R wrapper to the DBpedia Spotlight API. All official documentation is online.
It is a tool for automatically annotating mentions of DBpedia resources in text, providing a solution for linking unstructured information sources to the Linked Open Data cloud through DBpedia. - DBpedia Spotlight
Global options are set with spot_set_opts
. If you want to extensively use dbpedia you are encouraged to deploy spotlight-docker on your own server then point to it with the base_url
argument in spot_set_opts
.
You can install spotlight from github with:
# install.packages("devtools")
devtools::install_github("news-r/spotlight")
library(spotlight)
# Data to extract entities from
text = c(
"Donald Trump is probably in Washington DC.",
"szzza dasdazsd azzsd daawq", # garbage
"" # empty document
)
# remove empty documents
text <- spot_filter(text)
# Annotate
places <- spot_annotate(text, types = "DBpedia:Place")

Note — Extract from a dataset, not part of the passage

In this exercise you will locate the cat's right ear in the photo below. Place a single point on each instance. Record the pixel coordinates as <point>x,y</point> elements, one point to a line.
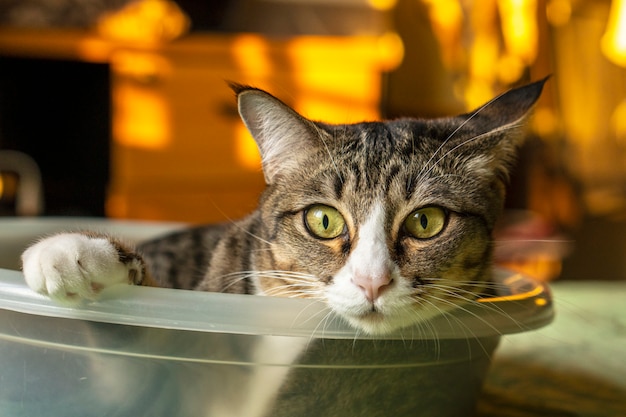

#> Annotating 2 documents.
#> 100% annotating document: 2 [====================================================================] eta: 0s
knitr::kable(places)
text | confidence | support | types | sparql | policy | resource_URI | resource_support | resource_types | resource_surfaceForm | resource_offset | resource_similarityScore | resource_percentageOfSecondRank |
---|---|---|---|---|---|---|---|---|---|---|---|---|
Donald Trump is probably in Washington DC. | 0.5 | 0 | DBpedia:Place | whitelist | http://dbpedia.org/resource/Washington_(state) | 43066 | Wikidata:Q3455524,Schema:Place,Schema:AdministrativeArea,DBpedia:Region,DBpedia:PopulatedPlace,DBpedia:Place,DBpedia:Location,DBpedia:AdministrativeRegion | Washington | 28 | 0.5234317 | 0.4408709 |